Various aspects of the present invention may be used alone, in combination, or in a variety of arrangements not specifically discussed in the embodiments described in the foregoing and is therefore not limited in its application to the details and arrangement of components set forth in the foregoing description or illustrated in the drawings. For example, aspects described in one embodiment may be combined in any manner with aspects described in other embodiments.

Also, the invention may be embodied as a method, of which an example has been provided. The acts performed as part of the method may be ordered in any suitable way. Accordingly, embodiments may be constructed in which acts are performed in an order different than illustrated, which may include performing some acts simultaneously, even though shown as sequential acts in illustrative embodiments.

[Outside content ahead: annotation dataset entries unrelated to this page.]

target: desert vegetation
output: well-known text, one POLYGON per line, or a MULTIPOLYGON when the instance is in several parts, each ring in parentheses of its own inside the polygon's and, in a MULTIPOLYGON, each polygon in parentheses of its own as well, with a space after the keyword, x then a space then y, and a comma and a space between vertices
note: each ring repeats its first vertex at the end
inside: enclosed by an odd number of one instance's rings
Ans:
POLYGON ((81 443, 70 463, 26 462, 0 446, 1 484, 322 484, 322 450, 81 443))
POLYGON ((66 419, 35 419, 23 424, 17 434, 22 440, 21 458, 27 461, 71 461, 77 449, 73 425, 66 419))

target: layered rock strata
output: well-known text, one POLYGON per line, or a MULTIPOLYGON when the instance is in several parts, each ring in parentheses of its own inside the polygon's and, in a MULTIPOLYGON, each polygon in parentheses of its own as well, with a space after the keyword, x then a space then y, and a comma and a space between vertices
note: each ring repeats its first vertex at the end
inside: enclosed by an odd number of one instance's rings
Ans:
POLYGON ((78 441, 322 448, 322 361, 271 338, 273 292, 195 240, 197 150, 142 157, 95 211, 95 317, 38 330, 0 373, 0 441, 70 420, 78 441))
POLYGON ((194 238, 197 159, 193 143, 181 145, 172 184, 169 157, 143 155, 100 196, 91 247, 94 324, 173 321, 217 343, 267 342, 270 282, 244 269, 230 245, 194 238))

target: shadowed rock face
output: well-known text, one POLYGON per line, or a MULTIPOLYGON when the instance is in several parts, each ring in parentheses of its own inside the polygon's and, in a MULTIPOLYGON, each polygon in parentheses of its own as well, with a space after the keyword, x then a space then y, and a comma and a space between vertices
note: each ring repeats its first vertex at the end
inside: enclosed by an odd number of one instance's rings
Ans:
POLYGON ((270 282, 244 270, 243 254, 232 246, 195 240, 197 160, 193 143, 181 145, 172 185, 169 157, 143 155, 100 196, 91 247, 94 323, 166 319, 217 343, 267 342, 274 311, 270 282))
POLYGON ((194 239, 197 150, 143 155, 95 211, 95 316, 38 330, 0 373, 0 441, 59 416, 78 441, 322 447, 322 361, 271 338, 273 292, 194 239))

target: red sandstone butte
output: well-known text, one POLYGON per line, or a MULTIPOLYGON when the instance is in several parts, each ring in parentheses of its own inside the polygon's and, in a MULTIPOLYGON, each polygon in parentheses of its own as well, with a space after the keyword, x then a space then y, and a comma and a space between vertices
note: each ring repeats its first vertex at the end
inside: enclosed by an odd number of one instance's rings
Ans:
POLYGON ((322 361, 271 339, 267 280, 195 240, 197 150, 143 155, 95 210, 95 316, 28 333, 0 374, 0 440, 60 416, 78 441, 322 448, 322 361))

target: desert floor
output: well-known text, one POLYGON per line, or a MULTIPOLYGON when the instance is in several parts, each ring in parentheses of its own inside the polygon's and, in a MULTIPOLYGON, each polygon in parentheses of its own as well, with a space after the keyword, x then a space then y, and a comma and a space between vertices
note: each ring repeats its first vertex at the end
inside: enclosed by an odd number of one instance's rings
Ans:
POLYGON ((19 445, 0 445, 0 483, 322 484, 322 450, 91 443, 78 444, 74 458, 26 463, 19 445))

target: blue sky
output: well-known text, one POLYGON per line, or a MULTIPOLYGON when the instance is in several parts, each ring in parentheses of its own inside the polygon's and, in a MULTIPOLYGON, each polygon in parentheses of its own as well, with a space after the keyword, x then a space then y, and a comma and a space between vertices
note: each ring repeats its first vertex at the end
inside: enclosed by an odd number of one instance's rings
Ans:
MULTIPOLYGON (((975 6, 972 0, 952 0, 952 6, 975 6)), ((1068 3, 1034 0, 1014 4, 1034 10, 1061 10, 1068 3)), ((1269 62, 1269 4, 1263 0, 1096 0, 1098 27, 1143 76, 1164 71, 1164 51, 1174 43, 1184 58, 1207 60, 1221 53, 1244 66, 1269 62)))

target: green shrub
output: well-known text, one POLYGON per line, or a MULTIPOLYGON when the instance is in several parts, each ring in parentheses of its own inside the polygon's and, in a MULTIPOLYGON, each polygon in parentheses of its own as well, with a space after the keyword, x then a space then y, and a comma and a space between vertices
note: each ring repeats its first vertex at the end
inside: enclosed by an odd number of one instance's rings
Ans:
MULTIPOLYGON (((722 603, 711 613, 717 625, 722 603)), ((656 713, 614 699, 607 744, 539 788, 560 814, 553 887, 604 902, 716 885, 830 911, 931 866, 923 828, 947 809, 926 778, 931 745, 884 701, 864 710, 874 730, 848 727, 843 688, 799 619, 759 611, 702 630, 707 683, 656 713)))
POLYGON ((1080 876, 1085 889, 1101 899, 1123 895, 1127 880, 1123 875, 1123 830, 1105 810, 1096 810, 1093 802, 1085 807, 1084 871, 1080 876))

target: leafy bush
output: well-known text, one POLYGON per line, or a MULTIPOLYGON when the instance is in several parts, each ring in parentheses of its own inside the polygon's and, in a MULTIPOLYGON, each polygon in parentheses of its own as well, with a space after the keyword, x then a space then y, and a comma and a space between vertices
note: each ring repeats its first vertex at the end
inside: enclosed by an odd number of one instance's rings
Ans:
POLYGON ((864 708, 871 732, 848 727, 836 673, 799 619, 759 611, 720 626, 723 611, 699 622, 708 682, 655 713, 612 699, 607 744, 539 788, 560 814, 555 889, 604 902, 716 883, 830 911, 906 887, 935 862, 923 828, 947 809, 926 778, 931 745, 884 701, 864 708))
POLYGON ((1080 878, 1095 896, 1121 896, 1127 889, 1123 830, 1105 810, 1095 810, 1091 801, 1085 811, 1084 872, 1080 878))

Use of ordinal terms such as “first,” “second,” “third,” etc., in the claims to modify a claim element does not by itself connote any priority, precedence, or order of one claim element over another or the temporal order in which acts of a method are performed, but are used merely as labels to distinguish one claim element having a certain name from another element having a same name (but for use of the ordinal term) to distinguish the claim elements.

Also, the phraseology and terminology used herein is for the purpose of description and should not be regarded as limiting. The use of “including,” “comprising,” or “having,” “containing,” “involving,” and variations thereof herein, is meant to encompass the items listed thereafter and equivalents thereof as well as additional items.